We have now both philosophically accounted and politely apologised for the loud and unfashionable snore which sounded in the blue chamber about five minutes after Vivian Grey had entered that most comfortable apartment. In about twelve hours’ time he was scolding Essper George for having presumed to wake him so early, quite unconscious that he had enjoyed anything more than a twenty minutes’ doze.
“I should not have come in, sir, only they are all out. They were off by six o’clock this morning, sir; most part at least. The Prince has gone; I do not know whether he went with them, but Master Rodolph has given me—I breakfasted with Master Rodolph. Holy Virgin! what quarters we have got into!”
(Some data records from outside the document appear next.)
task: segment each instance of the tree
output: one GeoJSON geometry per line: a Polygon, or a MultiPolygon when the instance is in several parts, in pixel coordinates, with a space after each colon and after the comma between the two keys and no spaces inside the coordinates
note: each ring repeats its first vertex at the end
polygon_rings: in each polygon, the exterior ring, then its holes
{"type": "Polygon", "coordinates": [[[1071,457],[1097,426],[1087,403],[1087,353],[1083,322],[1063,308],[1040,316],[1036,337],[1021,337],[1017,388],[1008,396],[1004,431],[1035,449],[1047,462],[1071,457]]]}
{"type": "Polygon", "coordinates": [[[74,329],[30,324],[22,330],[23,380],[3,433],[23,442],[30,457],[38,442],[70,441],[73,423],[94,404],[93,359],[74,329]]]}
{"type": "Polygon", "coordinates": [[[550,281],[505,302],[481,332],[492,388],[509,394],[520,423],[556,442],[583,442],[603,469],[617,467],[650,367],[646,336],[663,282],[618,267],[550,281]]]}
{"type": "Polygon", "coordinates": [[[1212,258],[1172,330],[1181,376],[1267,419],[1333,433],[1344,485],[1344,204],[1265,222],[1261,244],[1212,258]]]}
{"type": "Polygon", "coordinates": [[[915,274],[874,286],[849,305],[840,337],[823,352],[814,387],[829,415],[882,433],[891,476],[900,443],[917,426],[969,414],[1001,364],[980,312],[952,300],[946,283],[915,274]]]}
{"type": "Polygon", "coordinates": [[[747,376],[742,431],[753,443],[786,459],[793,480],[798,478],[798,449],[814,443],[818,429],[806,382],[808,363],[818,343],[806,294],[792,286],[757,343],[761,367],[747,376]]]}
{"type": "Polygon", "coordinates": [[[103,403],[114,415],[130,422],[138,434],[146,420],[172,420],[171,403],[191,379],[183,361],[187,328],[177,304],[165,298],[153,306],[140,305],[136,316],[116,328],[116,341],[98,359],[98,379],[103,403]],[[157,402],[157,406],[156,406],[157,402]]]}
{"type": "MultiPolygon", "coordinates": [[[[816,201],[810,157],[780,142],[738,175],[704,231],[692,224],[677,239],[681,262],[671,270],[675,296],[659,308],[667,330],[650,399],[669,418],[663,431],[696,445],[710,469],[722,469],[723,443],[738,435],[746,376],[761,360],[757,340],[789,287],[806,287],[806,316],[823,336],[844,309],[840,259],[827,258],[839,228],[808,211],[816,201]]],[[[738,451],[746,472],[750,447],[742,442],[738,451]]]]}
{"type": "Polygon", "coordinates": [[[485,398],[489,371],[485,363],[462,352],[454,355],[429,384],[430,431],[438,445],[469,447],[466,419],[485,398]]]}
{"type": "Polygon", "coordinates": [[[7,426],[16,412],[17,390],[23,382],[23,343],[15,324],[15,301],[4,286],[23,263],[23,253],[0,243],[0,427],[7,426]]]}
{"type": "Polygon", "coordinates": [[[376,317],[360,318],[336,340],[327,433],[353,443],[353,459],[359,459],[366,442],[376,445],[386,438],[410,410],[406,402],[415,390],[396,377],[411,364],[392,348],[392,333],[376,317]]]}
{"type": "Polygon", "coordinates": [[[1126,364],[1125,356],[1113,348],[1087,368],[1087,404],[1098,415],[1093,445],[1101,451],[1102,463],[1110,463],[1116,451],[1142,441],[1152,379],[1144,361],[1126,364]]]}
“To the point; what of the Prince?”
“His Highness has left the castle, and desired Master Rodolph; if your Grace had only seen Master Rodolph tipsy last night; he rolled about like a turbot in a tornado.”
“What of the Prince?”
“The Prince desired this letter to be given to you, sir.”
Vivian read the note, which supposed that, of course, he would not wish to join the chase this morning, and regretted that the writer was obliged to ride out for a few hours to visit a neighbouring nobleman, but requested the pleasure of his guest’s company at a private dinner in the cabinet on his return.